Regardless, Haymon and Showtime’s Stephen Espinoza are hopeful that the most bankable boxing star in the United States still is alluring enough among mainstream customers that this will be a worthwhile venture for everyone involved. Showtime and its parent company, ViacomCBS, which also owns BoxingScene.com, devoted vast resources to getting back into the Canelo business for the first time since his controversial, split-decision victory over Erislandy Lara in July 2014.
Alvarez-Plant has been marketed heavily during CBS’ NFL and college football telecasts in recent weeks, while Showtime has hyped the fight with a three-part installment of its award-winning “All Access” series and through its various social media platforms. Signage for Alvarez-Plant is everywhere in Las Vegas this week – most noticeably on enormous video billboards all along “The Strip,” where MGM Resorts International is pushing the event at most of its nine properties on Las Vegas Boulevard.
Awareness isn’t an issue, but now it’s up to Alvarez to deliver commercially commensurate to his hefty paycheck. If that happens, Haymon will be incentivized to take perhaps an even greater financial risk to have Alvarez fight either Jermall Charlo or David Benavidez in the four-division champion’s first fight of 2022.

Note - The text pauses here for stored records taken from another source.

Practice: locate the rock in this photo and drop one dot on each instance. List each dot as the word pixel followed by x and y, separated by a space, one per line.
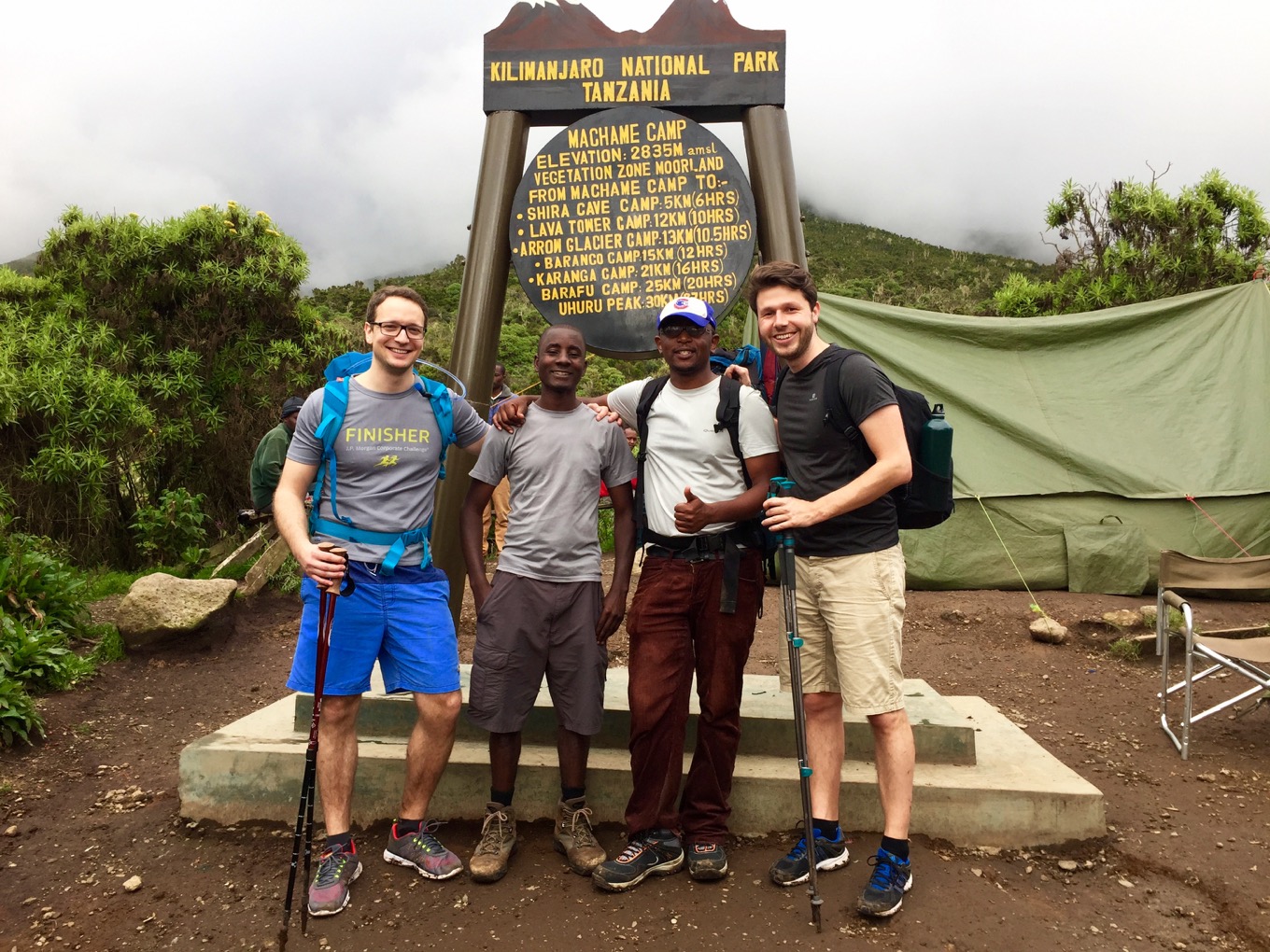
pixel 1122 619
pixel 1048 630
pixel 161 607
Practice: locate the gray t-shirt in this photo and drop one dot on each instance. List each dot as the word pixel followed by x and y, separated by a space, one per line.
pixel 556 462
pixel 387 458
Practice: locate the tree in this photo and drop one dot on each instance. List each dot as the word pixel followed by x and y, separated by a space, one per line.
pixel 148 357
pixel 1136 243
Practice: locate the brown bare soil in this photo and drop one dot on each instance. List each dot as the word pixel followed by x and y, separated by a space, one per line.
pixel 1184 863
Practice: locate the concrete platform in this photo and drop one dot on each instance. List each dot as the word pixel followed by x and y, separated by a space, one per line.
pixel 768 723
pixel 1009 792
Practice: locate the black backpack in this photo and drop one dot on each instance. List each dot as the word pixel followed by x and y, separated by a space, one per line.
pixel 924 501
pixel 727 418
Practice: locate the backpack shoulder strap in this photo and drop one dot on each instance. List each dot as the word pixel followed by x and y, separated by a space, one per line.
pixel 727 418
pixel 444 409
pixel 334 406
pixel 651 392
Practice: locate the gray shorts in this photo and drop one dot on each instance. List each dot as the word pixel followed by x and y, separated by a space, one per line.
pixel 528 628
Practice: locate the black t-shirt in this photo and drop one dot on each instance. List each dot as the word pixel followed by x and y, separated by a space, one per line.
pixel 819 458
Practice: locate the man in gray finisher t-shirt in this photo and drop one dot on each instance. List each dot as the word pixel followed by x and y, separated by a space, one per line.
pixel 388 455
pixel 545 612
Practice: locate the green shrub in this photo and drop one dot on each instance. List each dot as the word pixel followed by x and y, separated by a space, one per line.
pixel 173 531
pixel 39 585
pixel 20 720
pixel 39 658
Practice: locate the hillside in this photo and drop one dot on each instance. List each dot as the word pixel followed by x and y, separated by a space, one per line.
pixel 23 265
pixel 859 260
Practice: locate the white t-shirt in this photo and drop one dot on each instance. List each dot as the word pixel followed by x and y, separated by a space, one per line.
pixel 684 452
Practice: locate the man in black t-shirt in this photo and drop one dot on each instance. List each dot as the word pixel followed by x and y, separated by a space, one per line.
pixel 850 574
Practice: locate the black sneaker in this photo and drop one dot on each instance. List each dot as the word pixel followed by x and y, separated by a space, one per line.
pixel 653 852
pixel 708 861
pixel 793 868
pixel 885 891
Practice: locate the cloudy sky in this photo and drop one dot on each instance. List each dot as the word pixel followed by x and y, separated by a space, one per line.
pixel 359 127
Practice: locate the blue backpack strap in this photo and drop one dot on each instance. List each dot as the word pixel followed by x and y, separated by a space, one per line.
pixel 444 409
pixel 334 408
pixel 334 405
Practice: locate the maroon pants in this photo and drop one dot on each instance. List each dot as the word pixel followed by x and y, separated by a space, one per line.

The 31-year-old Alvarez has made it clear that he prefers Charlo (32-0, 22 KOs), the unbeaten WBC middleweight champ, over Benavidez if he tops Plant and returns to PBC. Nevertheless, Benavidez (24-0, 21 KOs) must get past underdog Kyrone Davis (16-2-1, 6 KOs) in a “Showtime Championship Boxing” main event November 13 at Footprint Center in Phoenix for the former WBC super middleweight champ to keep his ticket for the Canelo sweepstakes.
Ultimately, it’ll come down to whether Alvarez wants to fight Charlo and possibly Benavidez in 2022 or move back up to the light heavyweight division for a long-discussed fight against unbeaten WBA champion Dmitriy Bivol (18-0, 11 KOs). If trying to become an undisputed champion in another weight class is a more appealing alternative to Alvarez than trying to beat higher-profile, undefeated fighters like Charlo and/or Benavidez, then Haymon will have never really had much of a chance of working with Alvarez beyond Saturday night.
The Bivol bout should be easy to make because Bivol is aligned, albeit unofficially, with Hearn’s Matchroom Boxing. DAZN, Hearn’s deep-pocketed partner, has streamed Bivol’s last three fights as well.
If Alvarez were to beat Bivol, however, he’d have to fight one of two boxers co-promoted by Bob Arum’s Top Rank Inc. to continue his pursuit of full unification within the 175-pound division. That could become one of the deciding factors for Alvarez because it is highly unlikely that Top Rank would meet Alvarez’s asking prices for fights against WBO champ Joe Smith Jr. (27-3, 21 KOs) or IBF/WBC champ Artur Beterbiev (16-0, 16 KOs).
This scenario could change, of course, if Marcus Browne (24-1, 16 KOs), a PBC boxer, upsets Beterbiev in their WBC-mandated championship match December 18 at Bell Centre in Montreal. Smith must get past another Russian challenger, Umar Salamov (26-1, 19 KOs), whenever their fight is rescheduled, as well.
Alvarez has repeatedly expressed how he enjoyed working with Hearn for each of his past three fights – an easy points victory over Smith (28-1, 20 KOs), a third-round destruction of WBC mandatory challenger Avni Yildirim (23-4, 13 KOs) and his injury-induced stoppage of another previously unbeaten Brit, Billy Joe Saunders (30-1, 14 KOs). Hearn has been in Las Vegas this week to promote other events, but he hasn’t been allowed to be Alvarez’s promotional representative for the Plant fight.
Hearn has leverage of his own in Bivol and backing from executives at DAZN, who still seem willing to meet Alvarez’s asking prices after downsizing in the U.S. market earlier this year. That said, assuming Alvarez handles his business against Plant, the free agent’s preferred partners both in and out the ring will determine whether Haymon’s gigantic gamble on boxing’s biggest star in the U.S. will pay off with Alvarez’s return to PBC for his following fight.